According to the HOMEF Programme Manager, following review of the risk assessment report prepared after the approved genetically modified products were examined before importation revealed that there was no examination conducted as to the safety of the products when consumed by humans.
“Some products, the assessment was on environmental implication like how crops interact with other crops, but there was no research done in terms of how GMOs affect human health in the long run,” Brown claimed.
Worse still, it is alleged that while GM products are supposed to be clearly labelled, they are not or at least the manner of labelling does not meet the purpose.
” We have foods being sold in basins and baskets in the common market where the majority of Nigerians buy their products. How can someone detect beans that are GMOs?” argues Nnimmo Bassey, an environmental justice and food sovereignty activist.
Kenyan activists rise against GM products
Similar to the situation in Nigeria, Kenyan activists in food security, consumer rights and biodiversity are protesting the reversal of a ban on genetically modified products. The activists argue that the decision was unilateral and that there was no consultation with the public.

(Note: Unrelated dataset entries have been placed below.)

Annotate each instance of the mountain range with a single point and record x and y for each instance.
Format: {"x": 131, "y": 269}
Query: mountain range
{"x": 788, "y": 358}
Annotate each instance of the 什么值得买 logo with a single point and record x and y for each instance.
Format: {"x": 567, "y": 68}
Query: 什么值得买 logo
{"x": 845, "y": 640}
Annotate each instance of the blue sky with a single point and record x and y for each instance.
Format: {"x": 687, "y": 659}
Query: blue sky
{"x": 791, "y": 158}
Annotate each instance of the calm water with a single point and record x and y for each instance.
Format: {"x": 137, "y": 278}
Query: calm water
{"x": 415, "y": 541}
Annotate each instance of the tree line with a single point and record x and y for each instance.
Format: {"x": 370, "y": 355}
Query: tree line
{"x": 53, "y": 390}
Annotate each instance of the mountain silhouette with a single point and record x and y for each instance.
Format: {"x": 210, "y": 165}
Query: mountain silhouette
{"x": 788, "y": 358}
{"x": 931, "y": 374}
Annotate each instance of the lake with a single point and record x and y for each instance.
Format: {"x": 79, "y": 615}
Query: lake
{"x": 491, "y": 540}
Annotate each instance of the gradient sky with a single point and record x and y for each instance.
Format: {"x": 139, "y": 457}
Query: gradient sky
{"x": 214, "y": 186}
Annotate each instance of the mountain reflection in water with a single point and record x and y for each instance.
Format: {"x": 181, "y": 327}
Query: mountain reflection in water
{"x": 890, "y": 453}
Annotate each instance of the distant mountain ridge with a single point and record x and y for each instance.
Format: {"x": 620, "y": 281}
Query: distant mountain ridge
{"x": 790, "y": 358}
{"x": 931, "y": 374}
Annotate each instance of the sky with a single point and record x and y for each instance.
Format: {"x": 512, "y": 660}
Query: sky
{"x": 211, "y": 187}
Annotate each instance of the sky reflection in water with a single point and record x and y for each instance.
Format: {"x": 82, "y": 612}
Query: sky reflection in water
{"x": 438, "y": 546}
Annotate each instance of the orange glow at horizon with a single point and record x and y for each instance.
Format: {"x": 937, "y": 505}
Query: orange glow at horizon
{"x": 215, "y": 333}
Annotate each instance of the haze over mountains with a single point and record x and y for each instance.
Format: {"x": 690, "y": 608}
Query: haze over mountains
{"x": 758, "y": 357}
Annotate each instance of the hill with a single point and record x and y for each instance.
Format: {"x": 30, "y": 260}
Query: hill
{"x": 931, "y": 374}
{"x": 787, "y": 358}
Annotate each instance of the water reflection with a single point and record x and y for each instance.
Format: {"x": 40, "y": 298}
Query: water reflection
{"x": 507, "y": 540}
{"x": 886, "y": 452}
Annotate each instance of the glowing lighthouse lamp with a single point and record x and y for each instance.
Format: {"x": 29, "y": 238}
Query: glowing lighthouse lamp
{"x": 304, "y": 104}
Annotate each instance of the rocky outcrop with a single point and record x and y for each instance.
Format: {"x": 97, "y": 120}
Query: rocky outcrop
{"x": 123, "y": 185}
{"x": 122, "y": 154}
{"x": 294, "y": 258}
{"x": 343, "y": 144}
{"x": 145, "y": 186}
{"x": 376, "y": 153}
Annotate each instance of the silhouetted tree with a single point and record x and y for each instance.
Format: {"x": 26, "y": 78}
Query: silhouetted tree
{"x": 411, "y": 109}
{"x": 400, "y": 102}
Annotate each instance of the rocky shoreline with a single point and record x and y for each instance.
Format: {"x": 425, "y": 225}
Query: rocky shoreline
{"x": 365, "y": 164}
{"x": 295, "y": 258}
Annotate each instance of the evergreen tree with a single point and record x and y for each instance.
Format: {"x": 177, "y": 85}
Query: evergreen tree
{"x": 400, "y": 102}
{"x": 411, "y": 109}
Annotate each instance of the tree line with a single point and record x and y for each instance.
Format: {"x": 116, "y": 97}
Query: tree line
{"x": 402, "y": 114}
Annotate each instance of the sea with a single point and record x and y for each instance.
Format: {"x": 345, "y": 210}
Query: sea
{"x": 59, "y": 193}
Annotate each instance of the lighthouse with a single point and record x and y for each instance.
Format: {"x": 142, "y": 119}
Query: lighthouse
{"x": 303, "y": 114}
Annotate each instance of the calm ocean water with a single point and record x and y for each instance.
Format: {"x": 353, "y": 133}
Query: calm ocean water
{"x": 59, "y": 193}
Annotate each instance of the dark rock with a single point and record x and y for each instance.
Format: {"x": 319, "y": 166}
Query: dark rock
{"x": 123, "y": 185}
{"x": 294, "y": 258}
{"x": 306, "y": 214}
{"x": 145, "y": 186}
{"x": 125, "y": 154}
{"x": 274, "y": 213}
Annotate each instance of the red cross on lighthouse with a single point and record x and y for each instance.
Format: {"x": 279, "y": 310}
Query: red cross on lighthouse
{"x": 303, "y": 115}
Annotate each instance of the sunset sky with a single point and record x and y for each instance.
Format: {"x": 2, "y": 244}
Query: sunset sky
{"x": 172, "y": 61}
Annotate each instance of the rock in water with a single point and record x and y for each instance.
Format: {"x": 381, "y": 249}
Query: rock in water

The development comes as Kenya’s President William Ruto recently reversed a long-standing ban on GM products in Kenya. The unfolding story says that Kenya’s Cabinet lifted the ‘ban on openly cultivating and importing genetically modified crops in Kenya despite biosafety concerns
It is claimed that Kenya’s Cabinet reached that decision after being pressured by the US on the grounds that the ban affects U.S. agricultural exports to Kenya.
Several activist groups in Kenya have released a joint statement saying lift of the ban “essentially curtails the freedom of Kenyans to choose what they want to eat.” The activists are asking for the ban to be reinstated, for the decision to lift it to be inclusive, and for biosafety to be improved.
“GMOs will put at risk our indigenous seed and plant varieties…the National Biosafety Authority that’s meant to regulate GM products lacks the capacity to take on this expansion,” the joint statement reads in part.
Much remains to be decided when it comes to GM products. While activists argue that the safety of genetically engineered products is questionable and biosafety needs to be improved, scientists seem divided on the matter and politicians are all but willing to bend to the will of big companies.
With food security a matter of grave concern, we can expect that GM products from Monsanto and others will continue to influx Africa for the next foreseeable future.